Me corresponde asumir el dominio de la palabra. Cuanto podía decirse ha sido dicho. Falta solamente un trámite: emitir el veredicto. ¿Libertad? ¿Muerte? Quizá para no olvidarlo yo mismo, recuerdo a los miembros del grupo que nos hemos reunido para juzgar del modo más imparcial posible al hombre que tenemos en la jaula, no para vengarnos de él. Sobre la justicia no debe prevalecer el rencor.

—Si creemos que el señor es inocente nuestro deber es admitirlo, como también lo es condenarlo si estamos convencidos de su culpabilidad… ¿Están ustedes de acuerdo?

Desde la profundidad de la penumbra, la voz unánime de las seis sombras responde:

—De acuerdo.

—¿Desea alguno proponer un sistema de votación?

Reconozco la voz peculiar de Miércoles:

—Para proceder imparcialmente, sugiero que votemos en secreto, por escrito. Así la imparcialidad que se nos pide será total.

—Por mí, está bien.

—Un momento: si hay que votar, se vota de palabra…

Con su impetuosidad Jueves pone en desorden a las voces, y las voces discuten el pro y el contra; lo irregular del procedimiento lo… Pero, finalmente, aunque no en forma unánime, es aceptada la propuesta. Intervengo en mi carácter de moderador:

—Aprobado pues, que se vote de palabra. Pero quisiera que cada uno razonara, muy brevemente, el porqué de su voto.

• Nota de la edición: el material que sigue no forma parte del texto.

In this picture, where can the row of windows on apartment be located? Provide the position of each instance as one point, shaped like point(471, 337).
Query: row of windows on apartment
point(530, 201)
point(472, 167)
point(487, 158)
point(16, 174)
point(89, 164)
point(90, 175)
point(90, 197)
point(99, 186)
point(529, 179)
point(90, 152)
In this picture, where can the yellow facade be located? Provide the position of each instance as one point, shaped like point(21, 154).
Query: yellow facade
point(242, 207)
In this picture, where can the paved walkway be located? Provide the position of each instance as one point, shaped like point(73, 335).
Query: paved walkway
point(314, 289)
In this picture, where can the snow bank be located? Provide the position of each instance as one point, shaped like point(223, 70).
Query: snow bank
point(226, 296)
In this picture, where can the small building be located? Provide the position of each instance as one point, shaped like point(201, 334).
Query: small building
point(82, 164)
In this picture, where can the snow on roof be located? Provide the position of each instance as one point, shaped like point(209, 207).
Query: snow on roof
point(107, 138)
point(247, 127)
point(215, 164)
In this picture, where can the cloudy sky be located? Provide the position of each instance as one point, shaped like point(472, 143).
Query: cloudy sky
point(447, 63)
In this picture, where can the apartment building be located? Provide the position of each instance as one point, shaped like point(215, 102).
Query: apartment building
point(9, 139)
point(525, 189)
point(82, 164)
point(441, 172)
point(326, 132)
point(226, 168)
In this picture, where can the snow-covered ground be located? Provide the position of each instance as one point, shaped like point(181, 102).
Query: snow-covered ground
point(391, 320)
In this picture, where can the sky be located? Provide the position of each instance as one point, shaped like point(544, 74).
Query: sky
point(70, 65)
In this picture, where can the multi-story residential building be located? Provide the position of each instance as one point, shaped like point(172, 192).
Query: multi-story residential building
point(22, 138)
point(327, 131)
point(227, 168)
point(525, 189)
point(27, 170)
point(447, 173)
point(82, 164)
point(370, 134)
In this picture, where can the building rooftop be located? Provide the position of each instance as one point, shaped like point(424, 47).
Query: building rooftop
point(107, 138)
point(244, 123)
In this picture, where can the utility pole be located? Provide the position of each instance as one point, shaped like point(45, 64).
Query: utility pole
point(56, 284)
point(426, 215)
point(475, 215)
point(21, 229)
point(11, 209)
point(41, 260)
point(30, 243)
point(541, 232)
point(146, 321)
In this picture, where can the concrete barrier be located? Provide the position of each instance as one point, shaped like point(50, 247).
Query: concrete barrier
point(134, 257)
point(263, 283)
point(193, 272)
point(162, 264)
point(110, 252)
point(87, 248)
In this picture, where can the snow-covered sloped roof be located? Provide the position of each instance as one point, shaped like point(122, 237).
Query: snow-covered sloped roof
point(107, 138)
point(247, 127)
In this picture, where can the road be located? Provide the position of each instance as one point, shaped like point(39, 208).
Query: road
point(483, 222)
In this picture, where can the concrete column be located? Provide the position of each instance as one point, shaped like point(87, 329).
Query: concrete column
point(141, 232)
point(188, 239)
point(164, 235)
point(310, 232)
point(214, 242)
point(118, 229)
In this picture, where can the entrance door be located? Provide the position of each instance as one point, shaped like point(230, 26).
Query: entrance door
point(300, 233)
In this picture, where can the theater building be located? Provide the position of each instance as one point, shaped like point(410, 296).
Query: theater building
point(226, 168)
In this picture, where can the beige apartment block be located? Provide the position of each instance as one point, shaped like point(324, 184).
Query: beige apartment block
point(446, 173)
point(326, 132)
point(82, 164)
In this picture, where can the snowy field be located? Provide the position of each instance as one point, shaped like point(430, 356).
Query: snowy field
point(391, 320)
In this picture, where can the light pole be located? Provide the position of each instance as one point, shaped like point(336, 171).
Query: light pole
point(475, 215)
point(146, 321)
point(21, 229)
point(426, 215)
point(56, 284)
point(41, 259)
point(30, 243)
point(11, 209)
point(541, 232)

Hay un grito; no precisamente un grito: una voz más alta que, por un momento, domina a las nuestras. El prisionero está protestando. Le parece injusto que se decida de ese modo su suerte. Tiene derecho, quizá su único derecho, a demandar que el tribunal vote en silencio, por escrito, para que unos no influyan en los otros.

—Usted, cállese —es Martes quien ha hablado—. No va a darnos órdenes.

Nuevamente Jueves:

—Votaremos como se aprobó y ya. ¿Están listos?

—Sí.

—Bien. ¿Lunes?

—¿Qué?

—Responda simplemente libertad o muerte.

Sin titubeo, Lunes:

—Libertad.

Hay cierto desconcierto en el grupo. Jueves y Martes, los más jóvenes se indignan de que Lunes proponga la libertad del prisionero. Intervengo

—Silencio. Lunes ha expresado su sentir, y debemos respetarlo. Cuando les toque turno voten como les parezca. Lunes…

—Sí, señor.

—Razone su voto. ¿Por qué pide la libertad para este hombre?

Lunes carraspea. Se enreda con las palabras; ordena, como puede, las que expresan mejor, a su manera, su pensamiento, su sentimiento:

—¿Para qué desearle mal a un prójimo como él? Tengo familia nueva, me está yendo bien…
Aquello
pasó ya… Así que, por mí, mejor lo soltamos.

—Gracias. ¿Martes?

—Muerte… Muerte porque un hijo de puta como él, no tiene derecho a vivir… Con la suya va a pagar una poquita de la mucha sangre que hizo regar.

Considero conveniente informarles:

—Lo que estamos diciendo está siendo grabado, señores. Los medios de información: periódicos, televisión, radio, recibirán copia de cuanto se diga aquí. Les suplico, en consecuencia, que se abstengan de utilizar un lenguaje soez que pueda dar impresión de brutalidad de parte nuestra.